Les 6 raisons pour lesquelles l’adoption de l’IA échoue en entreprise

Par Iris M. le 30/09/2025

Temps de lecture : 4 min

Pourquoi tant de projets restent bloqués au stade pilote.

À l’occasion de la conférence Fortune Brainstorm Tech, Saanya Ojha, Partner chez Bain Capital Ventures, a réuni plusieurs CTO de grands groupes pour un échange sans détour sur l’IA générative. Dans son analyse publiée après l’événement, elle liste les écueils qui empêchent encore la majorité des projets de dépasser le stade de la démonstration. Voici une traduction de son article de restitution :

1. Du problème à la plateforme

L’adoption de l’IA échoue lorsqu’elle est pensée comme une fin en soi. Elle fonctionne lorsqu’elle est rattachée à un problème métier précis, avec un impact mesurable sur le compte de résultat.

Le CTO de Deloitte l’a reconnu : leur première vague de projets IA s’est essoufflée jusqu’à ce qu’ils recadrent chaque initiative autour de cas d’usage liés au ROI. Règle d’or : si un projet n’impacte pas une ligne du P&L, ce n’est pas une capacité, mais une simple démo.
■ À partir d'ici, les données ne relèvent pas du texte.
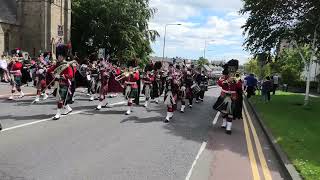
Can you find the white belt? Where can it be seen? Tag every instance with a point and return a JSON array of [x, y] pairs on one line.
[[229, 92]]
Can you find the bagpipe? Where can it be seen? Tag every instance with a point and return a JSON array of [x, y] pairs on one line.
[[126, 74]]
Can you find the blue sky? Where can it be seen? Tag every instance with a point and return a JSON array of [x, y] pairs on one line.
[[201, 20]]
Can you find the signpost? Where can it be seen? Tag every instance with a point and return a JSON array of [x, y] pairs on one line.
[[102, 53], [60, 30]]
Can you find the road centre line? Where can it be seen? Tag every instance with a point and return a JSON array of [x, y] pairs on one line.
[[202, 148], [265, 169], [252, 158], [215, 120], [48, 119]]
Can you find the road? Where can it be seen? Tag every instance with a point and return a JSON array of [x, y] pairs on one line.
[[107, 145]]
Chaque proposition IA doit être associé à l’indicateur business qu’il impactera, pas au modèle utilisé.

2. Réparer la plomberie

Les dirigeants parlent de data avec une ferveur quasi religieuse. Raison : toutes les implémentations ratées de l’IA remontent à des fondations fragiles.

Exemple chez Amex : un assistant IA de connaissance a vite implosé face à des données non structurées, forçant une refonte totale de leur couche data. Un détour coûteux, mais qui a permis de bâtir une infrastructure enfin adaptée. Résultat : des milliers de conseillers voyages Amex dans 19 marchés utilisent désormais l’IA au quotidien.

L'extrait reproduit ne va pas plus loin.